I'm still not sure how to handle the hierarchy. The conversion to a linear index for the optimizer could happen entirely internal to VariableSet.

ye-luo commented 2 years ago

VariableSet to serve both WFC local use and TWF global use is just not necessary. I feel bad about checkIn, checkOut and resetParam. CheckOut needs to update each WFC its offset to the global array is also unnecessary. We can just have just check to return a vector of references to the variable parameter data structure in each component. We can reset parameters without resetParam but we may need an API to update some internal parameter of the WFC after updating variable parameters.

I finished typing the above without reading what @markdewing wrote but it looks largely the same idea.

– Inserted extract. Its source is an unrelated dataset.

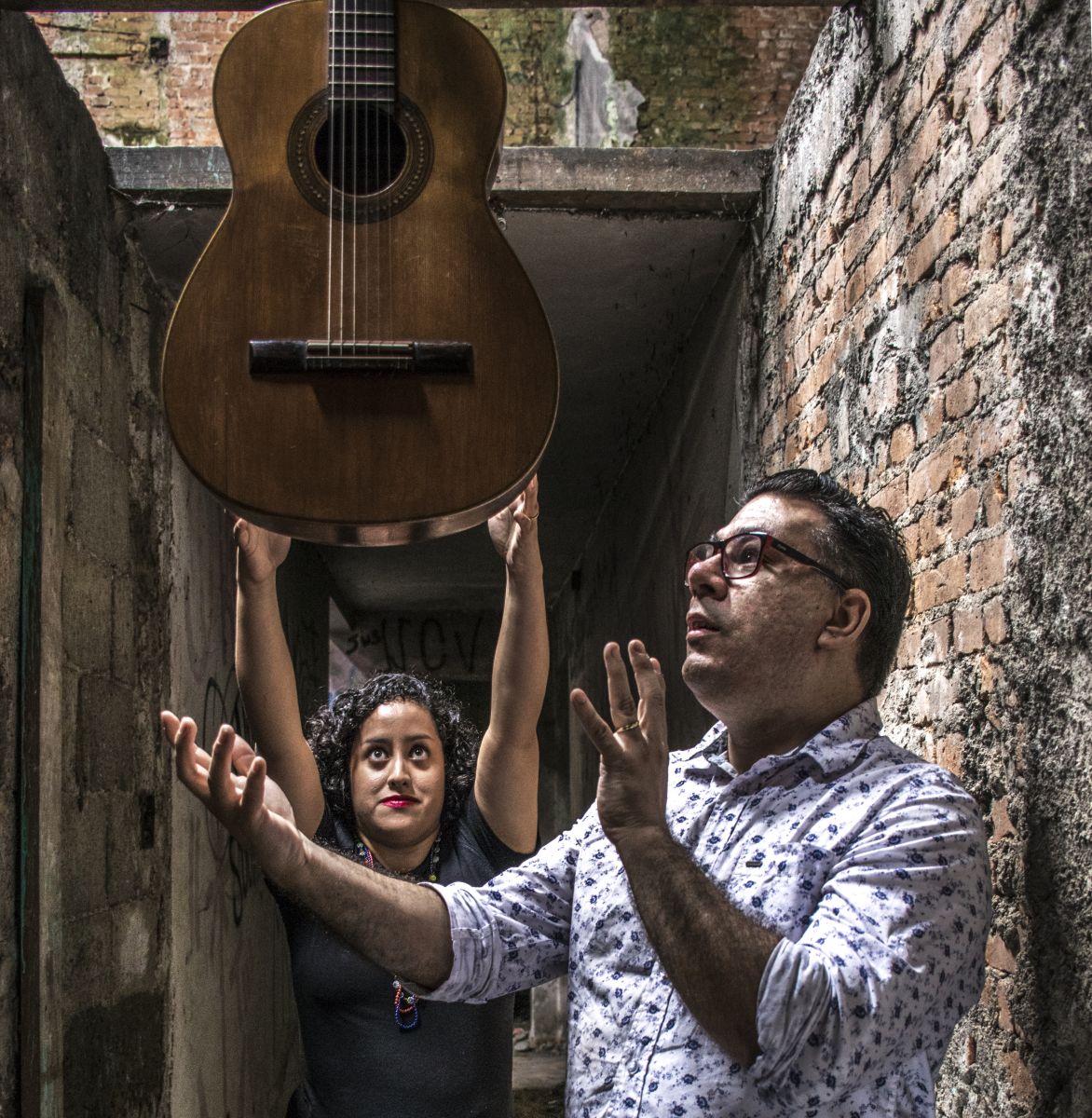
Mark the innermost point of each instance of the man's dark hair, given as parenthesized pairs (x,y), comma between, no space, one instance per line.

I was actually think of keeping VariableSet stored locally in each WFC as the data structure to interact with the Opt driver. It doesn't need to copy values but just keep a list of name, pointer and size.

markdewing commented 7 months ago

If the eigenvalue problem is solved with an iterative solver ( https://github.com/QMCPACK/qmcpack/issues/3788#issuecomment-2037803419 ) , then the fillOverlapHamiltonianMatrices function becomes the performance bottleneck when increasing the number of parameters. It scales as $N_s * N_p ^2$, where $N_s$ is the number of samples and $N_p$ is the number of parameters. It is structurally similar to a matrix multiply in terms of loops and memory accesses. (I haven't looked to see if the operations can be rearranged to be actual BLAS operations)

The rot_det_speedup branch contains some prototypes for offloaded versions of fillOverlapHamiltonianMatrices.

The function has also been extracted to qmc_kernels as the fill_matrices kernel.